Will you ever realize that the way of Rabochaya Gazeta and the way of "the democracy of the entire country" have irrevocably parted?
Wretched democratic bankrupts! . . .
Not so long ago we wrote that in the Socialist-Revolutionary Party there was no consensus of opinion on the basic issue—the struggle between the government and the Soviets. Whereas the Right-wing Socialist-Revolutionaries urged the disbandment of the "anarchistic" Soviets (remember Tashkent!) and organized punitive expeditions, and the Left wing supported the Soviets, the Chernov Centre was afflicted with Hamletlike doubts, had no opinion of its own, and preferred to observe "neutrality." True, the Centre subsequently "recovered its wits," recalled the members of the Socialist-Revolutionary Party from the Tashkent Soviet, and thereby supported the punitive expedition policy. But who does not know now that this recall only exposed the disgrace of the Socialist-Revolutionary Party, because the Socialist-Revolutionaries did not leave the Tashkent Soviet, and it was not the Soviet, but the Kerensky government and its underlings who proved to be guilty of "counter-revolutionary actions"?. . .

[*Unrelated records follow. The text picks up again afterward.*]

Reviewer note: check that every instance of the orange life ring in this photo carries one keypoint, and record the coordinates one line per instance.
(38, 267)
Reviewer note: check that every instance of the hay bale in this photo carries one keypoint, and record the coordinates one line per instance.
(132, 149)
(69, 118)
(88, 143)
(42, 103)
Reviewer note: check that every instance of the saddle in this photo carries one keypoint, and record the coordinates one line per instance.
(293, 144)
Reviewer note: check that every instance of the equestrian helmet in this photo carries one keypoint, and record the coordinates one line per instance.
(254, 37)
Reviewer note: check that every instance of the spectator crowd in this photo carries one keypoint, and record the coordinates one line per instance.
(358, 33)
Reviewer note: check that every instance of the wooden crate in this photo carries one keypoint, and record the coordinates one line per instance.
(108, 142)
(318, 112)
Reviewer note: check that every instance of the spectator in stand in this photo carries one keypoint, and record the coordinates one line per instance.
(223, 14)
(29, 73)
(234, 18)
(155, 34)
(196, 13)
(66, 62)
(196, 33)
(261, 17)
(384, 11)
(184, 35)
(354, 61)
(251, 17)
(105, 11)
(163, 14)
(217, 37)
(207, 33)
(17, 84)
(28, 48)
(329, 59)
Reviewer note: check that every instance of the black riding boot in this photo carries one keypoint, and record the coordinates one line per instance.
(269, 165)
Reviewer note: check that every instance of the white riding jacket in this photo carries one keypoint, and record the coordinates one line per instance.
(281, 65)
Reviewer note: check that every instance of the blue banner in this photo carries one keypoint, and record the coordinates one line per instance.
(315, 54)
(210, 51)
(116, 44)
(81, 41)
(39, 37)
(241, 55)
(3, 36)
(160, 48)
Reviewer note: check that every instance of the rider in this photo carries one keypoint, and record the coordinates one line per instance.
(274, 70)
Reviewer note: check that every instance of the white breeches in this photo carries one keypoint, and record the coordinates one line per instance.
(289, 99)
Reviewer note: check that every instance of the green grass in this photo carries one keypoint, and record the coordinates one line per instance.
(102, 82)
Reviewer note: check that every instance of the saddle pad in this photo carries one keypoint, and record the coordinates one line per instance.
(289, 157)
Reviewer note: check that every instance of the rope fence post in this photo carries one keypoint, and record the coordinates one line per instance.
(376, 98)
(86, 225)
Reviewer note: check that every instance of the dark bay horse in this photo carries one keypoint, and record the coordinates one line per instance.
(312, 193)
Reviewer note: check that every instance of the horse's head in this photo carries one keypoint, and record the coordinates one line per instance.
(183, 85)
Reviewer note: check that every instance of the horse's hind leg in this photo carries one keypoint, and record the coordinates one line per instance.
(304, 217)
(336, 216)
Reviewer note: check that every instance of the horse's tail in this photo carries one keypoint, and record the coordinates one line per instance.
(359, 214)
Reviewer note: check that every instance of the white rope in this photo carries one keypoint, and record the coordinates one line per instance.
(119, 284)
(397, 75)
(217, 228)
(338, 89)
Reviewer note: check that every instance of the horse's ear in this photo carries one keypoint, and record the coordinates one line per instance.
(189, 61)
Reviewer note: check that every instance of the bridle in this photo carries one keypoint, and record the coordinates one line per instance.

But hardly had the Socialist-Revolutionaries extricated themselves from this "business," when they found themselves involved in another and even viler "business." We are referring to the way they voted on the land question in the so-called Pre-parliament.

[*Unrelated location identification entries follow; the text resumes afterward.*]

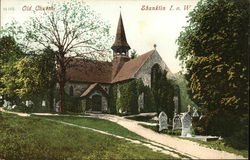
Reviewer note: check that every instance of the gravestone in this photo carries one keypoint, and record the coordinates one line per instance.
(186, 121)
(141, 102)
(163, 121)
(6, 104)
(195, 113)
(57, 106)
(43, 103)
(175, 99)
(177, 122)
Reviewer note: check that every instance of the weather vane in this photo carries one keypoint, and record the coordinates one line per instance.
(155, 46)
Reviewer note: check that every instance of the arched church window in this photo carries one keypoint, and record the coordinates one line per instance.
(156, 72)
(71, 91)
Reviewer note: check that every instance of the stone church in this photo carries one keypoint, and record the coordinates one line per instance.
(93, 80)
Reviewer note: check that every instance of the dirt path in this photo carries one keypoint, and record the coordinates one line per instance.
(185, 147)
(164, 143)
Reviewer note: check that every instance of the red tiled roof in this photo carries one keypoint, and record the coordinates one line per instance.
(130, 68)
(101, 72)
(89, 71)
(91, 87)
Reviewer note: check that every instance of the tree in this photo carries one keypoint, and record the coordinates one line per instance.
(72, 30)
(9, 52)
(27, 76)
(213, 48)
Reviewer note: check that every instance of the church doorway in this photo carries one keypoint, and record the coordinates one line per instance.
(96, 103)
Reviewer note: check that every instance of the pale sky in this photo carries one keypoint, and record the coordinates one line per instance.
(143, 27)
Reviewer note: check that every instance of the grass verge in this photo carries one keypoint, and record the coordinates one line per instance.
(36, 138)
(218, 145)
(100, 124)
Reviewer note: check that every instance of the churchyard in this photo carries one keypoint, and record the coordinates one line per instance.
(67, 93)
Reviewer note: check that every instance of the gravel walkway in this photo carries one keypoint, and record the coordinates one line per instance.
(163, 143)
(182, 146)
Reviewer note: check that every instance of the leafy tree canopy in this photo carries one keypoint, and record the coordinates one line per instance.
(213, 48)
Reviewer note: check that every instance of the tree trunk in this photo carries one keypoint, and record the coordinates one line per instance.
(62, 97)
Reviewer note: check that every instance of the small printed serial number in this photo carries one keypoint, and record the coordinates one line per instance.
(8, 9)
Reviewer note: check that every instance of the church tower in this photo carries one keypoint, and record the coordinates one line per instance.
(120, 49)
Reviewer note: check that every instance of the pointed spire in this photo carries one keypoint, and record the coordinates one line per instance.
(120, 45)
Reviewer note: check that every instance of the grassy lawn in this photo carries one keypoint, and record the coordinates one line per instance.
(143, 119)
(218, 145)
(36, 138)
(100, 124)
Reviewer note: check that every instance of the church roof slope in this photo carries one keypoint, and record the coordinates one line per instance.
(130, 68)
(120, 39)
(89, 71)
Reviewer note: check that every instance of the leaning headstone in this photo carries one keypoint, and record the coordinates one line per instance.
(57, 106)
(6, 104)
(189, 108)
(177, 122)
(175, 99)
(195, 114)
(141, 102)
(43, 103)
(186, 121)
(163, 121)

In the course of the debate in the Pre-parliament on the Declaration of August 14, 2 the Left-wing Socialist-Revolutionaries moved that all the landed estates be placed under the management of the Peasant Committees. Need it be said that it is the duty of democrats to support this proposal? Need it be said either that the question of the land is a fundamental issue of our revolution? And what do we find? Whereas the Bolsheviks and the Left-wing Socialist-Revolutionaries proposed that the land should be transferred to the peasants, and the Right-wing Socialist-Revolutionaries and Lieberdanists 3 opposed this proposal, the Chernov Centre again proved to be without "its own opinion" and abstained from voting!
Chernov, the "Muzhik Minister," did not venture to come out in support of the transfer of the landed estates to the peasants, leaving the question to be decided by the fakersofthewillofthepeasants!*
At a critical moment of the Russian revolution the Socialist-Revolutionary Party, the party of "agrarian revolution" and "integral socialism," proved to have no definite opinion on the fundamental question of the peasants!

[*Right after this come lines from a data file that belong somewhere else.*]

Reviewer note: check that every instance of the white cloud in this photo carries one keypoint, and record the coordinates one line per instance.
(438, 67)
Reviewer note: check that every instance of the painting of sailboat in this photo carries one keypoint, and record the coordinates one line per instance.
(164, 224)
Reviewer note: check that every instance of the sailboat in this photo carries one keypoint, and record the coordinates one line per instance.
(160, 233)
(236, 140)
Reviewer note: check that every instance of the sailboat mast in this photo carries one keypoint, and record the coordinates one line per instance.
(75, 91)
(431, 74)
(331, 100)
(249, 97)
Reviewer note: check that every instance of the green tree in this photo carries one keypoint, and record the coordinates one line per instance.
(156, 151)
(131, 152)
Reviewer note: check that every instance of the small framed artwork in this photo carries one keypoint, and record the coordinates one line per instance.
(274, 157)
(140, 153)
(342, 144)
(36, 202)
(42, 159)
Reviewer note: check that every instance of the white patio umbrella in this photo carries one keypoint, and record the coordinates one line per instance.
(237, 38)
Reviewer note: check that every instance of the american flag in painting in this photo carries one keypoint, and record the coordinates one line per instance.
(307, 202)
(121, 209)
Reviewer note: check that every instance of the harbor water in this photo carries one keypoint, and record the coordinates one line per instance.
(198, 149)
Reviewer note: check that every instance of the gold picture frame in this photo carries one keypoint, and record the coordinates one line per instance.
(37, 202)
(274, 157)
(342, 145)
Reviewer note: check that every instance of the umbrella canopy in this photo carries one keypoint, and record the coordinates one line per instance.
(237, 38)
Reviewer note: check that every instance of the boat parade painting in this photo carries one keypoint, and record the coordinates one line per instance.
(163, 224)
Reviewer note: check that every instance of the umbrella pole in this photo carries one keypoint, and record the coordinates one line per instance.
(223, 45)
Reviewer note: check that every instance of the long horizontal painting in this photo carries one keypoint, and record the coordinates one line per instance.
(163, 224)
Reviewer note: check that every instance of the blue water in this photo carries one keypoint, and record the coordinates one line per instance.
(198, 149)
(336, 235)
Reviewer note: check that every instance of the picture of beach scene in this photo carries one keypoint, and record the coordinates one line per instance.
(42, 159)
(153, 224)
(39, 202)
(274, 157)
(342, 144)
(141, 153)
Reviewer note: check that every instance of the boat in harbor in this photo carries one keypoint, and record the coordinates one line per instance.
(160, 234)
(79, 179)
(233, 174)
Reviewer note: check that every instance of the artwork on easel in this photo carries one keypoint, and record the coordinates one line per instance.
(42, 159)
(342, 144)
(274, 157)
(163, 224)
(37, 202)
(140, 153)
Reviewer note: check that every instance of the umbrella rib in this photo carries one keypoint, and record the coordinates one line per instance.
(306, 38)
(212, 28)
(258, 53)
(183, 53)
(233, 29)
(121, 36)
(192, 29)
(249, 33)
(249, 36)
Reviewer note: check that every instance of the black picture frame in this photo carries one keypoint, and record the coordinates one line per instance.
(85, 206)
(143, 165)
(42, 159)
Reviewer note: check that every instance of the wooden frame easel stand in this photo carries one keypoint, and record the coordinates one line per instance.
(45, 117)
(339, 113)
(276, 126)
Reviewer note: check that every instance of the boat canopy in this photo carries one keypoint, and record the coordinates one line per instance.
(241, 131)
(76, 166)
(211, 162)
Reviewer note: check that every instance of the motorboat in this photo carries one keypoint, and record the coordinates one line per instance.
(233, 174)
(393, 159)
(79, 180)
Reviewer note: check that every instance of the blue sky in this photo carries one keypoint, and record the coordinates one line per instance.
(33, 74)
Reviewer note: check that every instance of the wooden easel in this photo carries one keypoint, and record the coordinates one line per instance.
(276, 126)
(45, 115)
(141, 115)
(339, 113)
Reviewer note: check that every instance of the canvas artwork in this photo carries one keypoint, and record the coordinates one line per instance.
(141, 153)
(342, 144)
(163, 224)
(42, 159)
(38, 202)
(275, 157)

Verily, a party of prating numskulls! Poor Russian peasants. . . .
Rabochy Put No. 21, September 27, 1917
1. The railway strike lasted from September 24 to 26, 1917. The railway employees demanded pay increases, an eight-hour day and better food supplies. The strike spread to all the rail- ways in the country and had the sympathy and support of the industrial workers.
2. The Declaration of August 14 was announced as the program of the so-called "revolutionary democracy" by Chkheidze at the Moscow Conference of State on behalf of the Socialist-Revolutionary and Menshevik majorities in the Central Executive Committee of the Soviets of Workers' and Soldiers' Deputies, the Executive Committee of the All-Russian Soviet of Peasants' Deputies and other organizations. It urged support of the Provisional Government.
3. Lieberdanists (or Lieberdans)—the contemptuous nickname for the Menshevik leaders Lieber and Dan and their followers coined by the poet Demyan Bedny in a skit printed in the Moscow Bolshevik paper Sotsial-Demokrat, No. 141, August 25, 1917, entitled "Lieberdan." The nickname clung.